Things that give me Anxiety

>> Lists. In particular the one that includes “book dentist due to clenched jaw and teeth grinding.”

>> Alerts about school projects. Especially those I know or care little about: “the reign of Elizabeth I” or “Roman Legionaries” or anything to do with friction. There is no greater friend to self-judgment than a 43-year-old woman realizing she is struggling with the year-three curriculum of a seven-year old.

>> Alerts about World Book Day dress-up.

>> Tears from my youngest in her school uniform after World Book Day because I took the word “optional” after the words “dress-up” literally.

>> Alerts about after-school club bookings going live at a particular time that collides with other alerts.

>> The realization that I booked kids theatre tickets on the weekend I am meant to be away and “relaxing.”

>> A prescription for my daughter’s rash medication that is facing supplier problems.

>> Work emails starting with “Just a gentle reminder….”

>> Someone scheduling a work lunch…anyone/anytime.

>> Opening the drawer with “the toiletries” and outdated medicine, daily, in search of anything that could somehow be required to leave the house reasonably kempt.

>> Parents’ evenings.

>> Parents’ workshops.

>> The school boiler being broken in December.

>> When one of my children has a fever over 39 degrees.

>> When I have a fever.

>> When I open the freezer and there are no frozen peas left.

>> When I open the freezer to ram something in and there is no space left.

>> When the freezer is full because bits of ice are hanging down the top like obese stalactites taking up a third of the already limited shelf space.

>> Thinking about defrosting the freezer and expending 30 percent of my daily energy trying to blank this spine-tingling thought from my mind: me with a hair dryer blowing into the unplugged freezer trying not to electrocute myself whilst bits of melting berries discolour the kitchen table. A race against time.

>> Every day I open the front door and realise the key gets stuck without moving.

>> When none of the four items I ordered from H&M fit, and instead of contentment, I am left with the dread that I have to repackage and queue at the post office.

>> Looking at that package for days.

>> The guilt of repackaging and reposting said items and my contribution to climate change and plastic waste.

>> Looking at the grime at the bottom of my kids’ electric toothbrushes.

>> Looking at my daughter’s grown-up teeth breaking through sideways.
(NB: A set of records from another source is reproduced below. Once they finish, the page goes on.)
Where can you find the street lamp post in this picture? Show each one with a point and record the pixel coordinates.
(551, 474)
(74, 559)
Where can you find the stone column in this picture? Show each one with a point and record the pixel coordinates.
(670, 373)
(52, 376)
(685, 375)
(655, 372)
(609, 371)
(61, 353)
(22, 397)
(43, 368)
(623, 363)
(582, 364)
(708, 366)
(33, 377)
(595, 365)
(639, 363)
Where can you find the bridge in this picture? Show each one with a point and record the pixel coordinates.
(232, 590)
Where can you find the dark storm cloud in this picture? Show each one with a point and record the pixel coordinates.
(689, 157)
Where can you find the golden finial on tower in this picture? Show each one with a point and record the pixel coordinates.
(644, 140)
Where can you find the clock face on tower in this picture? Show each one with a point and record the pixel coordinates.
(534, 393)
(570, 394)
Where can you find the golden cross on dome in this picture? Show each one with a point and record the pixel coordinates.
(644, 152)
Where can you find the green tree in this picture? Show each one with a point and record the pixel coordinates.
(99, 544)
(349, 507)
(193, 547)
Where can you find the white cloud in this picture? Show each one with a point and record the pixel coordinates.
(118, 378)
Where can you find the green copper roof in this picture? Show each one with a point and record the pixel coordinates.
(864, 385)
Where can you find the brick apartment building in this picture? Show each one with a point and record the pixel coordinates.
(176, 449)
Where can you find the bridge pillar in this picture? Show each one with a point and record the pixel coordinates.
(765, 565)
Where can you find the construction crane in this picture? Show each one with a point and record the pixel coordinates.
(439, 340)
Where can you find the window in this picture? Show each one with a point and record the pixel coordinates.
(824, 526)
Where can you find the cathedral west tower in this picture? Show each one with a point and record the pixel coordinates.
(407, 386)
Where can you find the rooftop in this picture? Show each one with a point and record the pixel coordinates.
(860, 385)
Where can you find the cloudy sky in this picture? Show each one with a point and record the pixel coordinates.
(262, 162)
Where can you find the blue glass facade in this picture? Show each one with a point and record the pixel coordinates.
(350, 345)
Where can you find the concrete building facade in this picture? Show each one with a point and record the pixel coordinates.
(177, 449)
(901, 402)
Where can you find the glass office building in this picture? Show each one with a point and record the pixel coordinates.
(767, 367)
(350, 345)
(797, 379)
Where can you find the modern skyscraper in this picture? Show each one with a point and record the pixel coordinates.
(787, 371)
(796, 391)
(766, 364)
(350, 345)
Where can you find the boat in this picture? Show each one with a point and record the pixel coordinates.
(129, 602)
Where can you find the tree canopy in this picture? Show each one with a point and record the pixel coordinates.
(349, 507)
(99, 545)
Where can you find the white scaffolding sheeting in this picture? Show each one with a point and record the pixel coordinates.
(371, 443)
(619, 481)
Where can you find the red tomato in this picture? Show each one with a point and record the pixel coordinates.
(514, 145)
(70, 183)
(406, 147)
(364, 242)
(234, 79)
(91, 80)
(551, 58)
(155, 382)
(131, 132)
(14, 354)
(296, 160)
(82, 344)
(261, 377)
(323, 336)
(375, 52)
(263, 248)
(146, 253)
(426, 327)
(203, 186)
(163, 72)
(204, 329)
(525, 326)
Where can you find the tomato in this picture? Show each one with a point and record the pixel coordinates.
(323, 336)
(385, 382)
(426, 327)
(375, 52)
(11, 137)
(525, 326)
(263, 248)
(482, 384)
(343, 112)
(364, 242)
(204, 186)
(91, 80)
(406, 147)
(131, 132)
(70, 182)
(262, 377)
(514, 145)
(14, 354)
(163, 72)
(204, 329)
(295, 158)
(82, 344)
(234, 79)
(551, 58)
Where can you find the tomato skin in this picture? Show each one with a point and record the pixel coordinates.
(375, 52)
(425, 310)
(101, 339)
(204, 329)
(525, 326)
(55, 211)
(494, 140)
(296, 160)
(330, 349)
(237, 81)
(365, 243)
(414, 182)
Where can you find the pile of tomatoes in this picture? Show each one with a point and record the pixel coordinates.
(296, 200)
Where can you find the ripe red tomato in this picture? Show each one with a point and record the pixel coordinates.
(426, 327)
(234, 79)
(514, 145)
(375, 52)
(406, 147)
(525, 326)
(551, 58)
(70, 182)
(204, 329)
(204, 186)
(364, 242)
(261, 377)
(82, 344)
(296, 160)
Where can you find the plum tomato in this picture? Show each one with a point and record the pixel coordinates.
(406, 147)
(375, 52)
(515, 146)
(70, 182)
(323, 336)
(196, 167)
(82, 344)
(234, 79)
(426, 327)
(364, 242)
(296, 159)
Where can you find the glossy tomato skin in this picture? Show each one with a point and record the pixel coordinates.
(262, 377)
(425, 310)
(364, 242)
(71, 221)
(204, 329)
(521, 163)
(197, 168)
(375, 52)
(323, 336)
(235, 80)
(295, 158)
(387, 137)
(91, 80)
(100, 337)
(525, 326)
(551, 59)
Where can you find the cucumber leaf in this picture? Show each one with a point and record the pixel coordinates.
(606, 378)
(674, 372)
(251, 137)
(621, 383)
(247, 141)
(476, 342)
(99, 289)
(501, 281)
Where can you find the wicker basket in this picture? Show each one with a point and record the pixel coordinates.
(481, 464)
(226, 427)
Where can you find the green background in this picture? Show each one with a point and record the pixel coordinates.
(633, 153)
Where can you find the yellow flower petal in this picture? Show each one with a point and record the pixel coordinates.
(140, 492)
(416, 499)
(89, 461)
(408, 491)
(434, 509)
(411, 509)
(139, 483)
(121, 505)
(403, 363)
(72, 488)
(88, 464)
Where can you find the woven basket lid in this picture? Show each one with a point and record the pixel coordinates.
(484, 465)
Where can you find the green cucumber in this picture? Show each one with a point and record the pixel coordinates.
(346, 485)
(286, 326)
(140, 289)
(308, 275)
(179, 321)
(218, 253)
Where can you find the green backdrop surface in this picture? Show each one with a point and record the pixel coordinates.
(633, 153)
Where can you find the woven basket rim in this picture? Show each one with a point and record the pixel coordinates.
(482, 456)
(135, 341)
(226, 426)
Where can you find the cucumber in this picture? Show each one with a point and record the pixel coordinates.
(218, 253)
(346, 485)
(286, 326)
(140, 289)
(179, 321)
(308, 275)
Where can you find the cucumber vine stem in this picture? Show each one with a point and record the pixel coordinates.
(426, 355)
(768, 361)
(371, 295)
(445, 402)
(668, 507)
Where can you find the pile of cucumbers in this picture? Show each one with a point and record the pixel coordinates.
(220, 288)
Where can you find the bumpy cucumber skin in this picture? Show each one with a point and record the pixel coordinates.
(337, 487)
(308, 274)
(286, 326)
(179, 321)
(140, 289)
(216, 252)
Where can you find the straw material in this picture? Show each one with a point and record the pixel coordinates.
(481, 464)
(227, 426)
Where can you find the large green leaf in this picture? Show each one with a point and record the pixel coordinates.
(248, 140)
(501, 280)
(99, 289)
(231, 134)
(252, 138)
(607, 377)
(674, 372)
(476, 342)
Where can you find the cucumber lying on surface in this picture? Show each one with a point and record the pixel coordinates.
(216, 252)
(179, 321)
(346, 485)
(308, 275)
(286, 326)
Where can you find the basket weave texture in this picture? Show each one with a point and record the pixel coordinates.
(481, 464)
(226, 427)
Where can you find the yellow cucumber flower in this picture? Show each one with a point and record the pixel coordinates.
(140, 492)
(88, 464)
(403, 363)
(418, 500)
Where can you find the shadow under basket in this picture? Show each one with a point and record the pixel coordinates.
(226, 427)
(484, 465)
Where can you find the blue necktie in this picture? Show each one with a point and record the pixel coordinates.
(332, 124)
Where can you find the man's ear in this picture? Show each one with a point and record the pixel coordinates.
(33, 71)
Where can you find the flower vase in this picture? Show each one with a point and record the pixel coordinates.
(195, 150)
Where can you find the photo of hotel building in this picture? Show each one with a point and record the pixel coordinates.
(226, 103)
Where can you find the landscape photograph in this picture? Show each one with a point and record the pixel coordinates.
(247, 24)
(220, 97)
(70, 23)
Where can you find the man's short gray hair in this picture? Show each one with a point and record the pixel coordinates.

>> Thinking about private orthodontist bills.

Then all of a sudden, I notice my children have fallen asleep either in my arms or in their beds and I turn my head or sneak it through the door and listen to their little sniffled breaths, mouths half open, arms and legs outstretched like starfish, with that natural ease only kids have and love breezes in and wraps me and my anxiety in a crumpled and beautiful little package and I think “It’ll be okay” and my shoulders let down some. “It’ll all work itself out.”

Then at 6.45 a.m., the alarm goes off with an overly enthusiastic ringtone sarcastically entitled “Presto!” and before I open my eyes, I lift my fingers to my jaw and think, “Ouch, why is this so tight?”